Lesson #20: Type I Diabetes

One of my travel companions is a type I diabetic. He’s a friend of one of my friends who came along for the ride, so I had never met him before arriving in Budapest. Having never spent any real time with a type I diabetic, I bombarded him with questions and he was really cool about humouring my curiosity (thanks Chris!) and answering whatever I wanted to know, which was, pretty much everything.

So here’s what I learned*:

1. Blood sugar ought to be tested five times a day, but people who have been living with it for an extended period of time often don’t test themselves that often; they tend to go on how they feel, which is a pretty reliable meter.

2. Diabetic comas aren’t sudden onset like they are on TV. They take days and days of high blood sugar accumulation to take effect. The result, however, is almost always death.

3. Diabetic fits happen when the blood sugar gets too low and it can get pretty ugly (he’s got some pretty gruesome stories — one involving swearing at the paramedics who were trying to give him that high sugar gel that marathon runners use because he was convinced they were trying to feed him wood glue.)

4. Everything a diabetic eats that has sugars in it (which is pretty much everything that isn’t meat) has a value to it and the amount of insulin they inject is based on what they have consumed.

5. It’s not that diabetics *can’t* have cake so much as they shouldn’t have cake every day. Or a whole cake. Which is pretty much true for everyone whether they’re diabetic or not.

6. My blood sugar is well within normal ranges — also, the testing needle doesn’t really hurt, but I definitely wouldn’t want to do that five times a day. It’s not the most awesome feeling ever.

7. The best places on the body to inject insulin are around the belly button, the backs of the arms and the backs of the legs.

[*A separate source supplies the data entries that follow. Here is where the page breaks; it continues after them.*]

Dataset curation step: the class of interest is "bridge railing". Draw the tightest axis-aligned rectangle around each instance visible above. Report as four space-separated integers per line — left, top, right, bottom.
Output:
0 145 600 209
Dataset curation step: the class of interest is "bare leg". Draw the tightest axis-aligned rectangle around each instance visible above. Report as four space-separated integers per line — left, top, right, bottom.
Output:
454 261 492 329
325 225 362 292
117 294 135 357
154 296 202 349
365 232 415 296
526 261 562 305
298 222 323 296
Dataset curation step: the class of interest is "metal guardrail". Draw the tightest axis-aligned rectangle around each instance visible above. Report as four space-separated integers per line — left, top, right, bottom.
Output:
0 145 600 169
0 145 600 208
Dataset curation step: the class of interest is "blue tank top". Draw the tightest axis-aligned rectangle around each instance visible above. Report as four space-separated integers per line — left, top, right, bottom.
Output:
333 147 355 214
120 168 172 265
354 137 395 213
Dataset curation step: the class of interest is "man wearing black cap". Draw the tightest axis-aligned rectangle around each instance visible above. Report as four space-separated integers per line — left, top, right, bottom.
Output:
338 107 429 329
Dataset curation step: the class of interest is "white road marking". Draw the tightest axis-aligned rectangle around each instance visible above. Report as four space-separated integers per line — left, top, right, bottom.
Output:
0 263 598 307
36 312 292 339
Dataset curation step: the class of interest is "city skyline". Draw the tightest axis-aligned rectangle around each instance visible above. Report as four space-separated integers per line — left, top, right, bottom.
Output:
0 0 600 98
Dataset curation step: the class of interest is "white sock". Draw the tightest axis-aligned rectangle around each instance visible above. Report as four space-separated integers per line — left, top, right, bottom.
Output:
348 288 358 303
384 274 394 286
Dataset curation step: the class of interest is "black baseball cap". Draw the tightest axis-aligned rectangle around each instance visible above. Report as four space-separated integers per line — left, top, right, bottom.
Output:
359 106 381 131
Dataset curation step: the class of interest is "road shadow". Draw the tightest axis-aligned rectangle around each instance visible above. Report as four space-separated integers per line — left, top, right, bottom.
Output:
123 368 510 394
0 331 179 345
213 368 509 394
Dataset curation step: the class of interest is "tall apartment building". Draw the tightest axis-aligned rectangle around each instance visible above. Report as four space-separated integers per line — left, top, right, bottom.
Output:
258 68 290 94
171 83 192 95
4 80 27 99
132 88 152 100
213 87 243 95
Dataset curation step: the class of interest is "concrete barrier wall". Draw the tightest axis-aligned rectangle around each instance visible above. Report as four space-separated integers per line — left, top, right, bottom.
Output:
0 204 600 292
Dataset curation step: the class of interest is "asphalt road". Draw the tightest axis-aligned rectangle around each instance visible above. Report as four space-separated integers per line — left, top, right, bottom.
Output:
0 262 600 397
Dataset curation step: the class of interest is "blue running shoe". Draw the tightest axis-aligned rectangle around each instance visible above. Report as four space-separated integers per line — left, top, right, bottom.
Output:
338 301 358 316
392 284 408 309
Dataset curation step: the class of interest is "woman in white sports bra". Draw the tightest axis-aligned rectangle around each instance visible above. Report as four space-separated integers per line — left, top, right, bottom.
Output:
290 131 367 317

8. There is an inhaler that can be used in the stead of the traditional injection method.

9. As diabetics get older, the disease becomes more dangerous in that it has to be very closely regulated and failure to do so can result in all sorts of complications and/or death…as the memory starts to slip, the disease becomes more and more dangerous.

10. While most people are diagnosed at a young age (around 10-ish), it’s not unheard of for people with a history of diabetes in the family to be diagnosed in their 20s (Chris, for example, was 24 when he was diagnosed).

11. Insulin is on the IOC’s, among others, banned substances list because it is essentially a short term energy boost for those of us with a functioning pancreas. Diabetics are obviously exempted from this substance ban.

*No citations here, just what I picked up from someone who knows firsthand.